IOM Welcomes Adoption of the Prevention and Combating of Trafficking in Persons Bill in South Africa
IOM South Africa has welcomed adoption of the long-awaited Prevention and Combating of Trafficking in Persons Bill by South Africa's Parliament’s justice committee.
In the past South Africa used existing laws to prosecute perpetrators, however, the gap still lies in measures to prevent and combat trafficking, as well as protection and assistance of trafficking victims. The Prevention and Combating of Human Trafficking Bill provides a legal framework that contains measures that prevent trafficking and protect and assist trafficking victims.
IOM South Africa contributed to the human trafficking legislative process and drafting of the bill through consultation with policy drafters and Law Reform Commissions of South Africa.
“IOM believes the adoption of the bill is a step in the right direction to combat human trafficking in South Africa and bring justice to trafficked persons. We remain committed to fight against exploitation of migrants in all its forms, especially the severe human rights violations suffered by trafficked persons”, says Dr. Erick Ventura, Acting Chief of Mission at IOM South Africa.
Due to its hidden nature, substantiating trafficking in terms of statistics is difficult. There is, however, evidence that this crime is being committed in South Africa. IOM has been able to undertake extensive research, which enables training and the capacity building of key stakeholders on how to respond to human trafficking.
Victims of trafficking experience immense trauma throughout the trafficking process. According to the United Nations Principles and Guidelines on Human Rights and Human Trafficking, Victims of trafficking should be protected from further exploitation and harm and should be given access to adequate physical and psychological care.
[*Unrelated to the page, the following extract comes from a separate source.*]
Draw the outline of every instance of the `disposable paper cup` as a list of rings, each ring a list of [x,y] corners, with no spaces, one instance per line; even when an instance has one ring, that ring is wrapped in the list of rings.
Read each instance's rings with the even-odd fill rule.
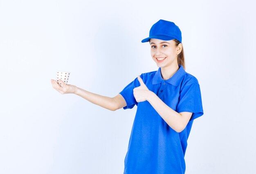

IOM provided training for law enforcement officials, Justice and Constitutional Development (including the National Prosecuting Authority and the Lower Courts Magistrates) and social workers to adequately respond to cases of trafficking in persons.
IOM continues to strengthen the capacities of our partners in government and civil society and set operational standards to achieve sustainable results that will provide protection and empower trafficked women, men, girls and boys and raise awareness and understanding of this issue.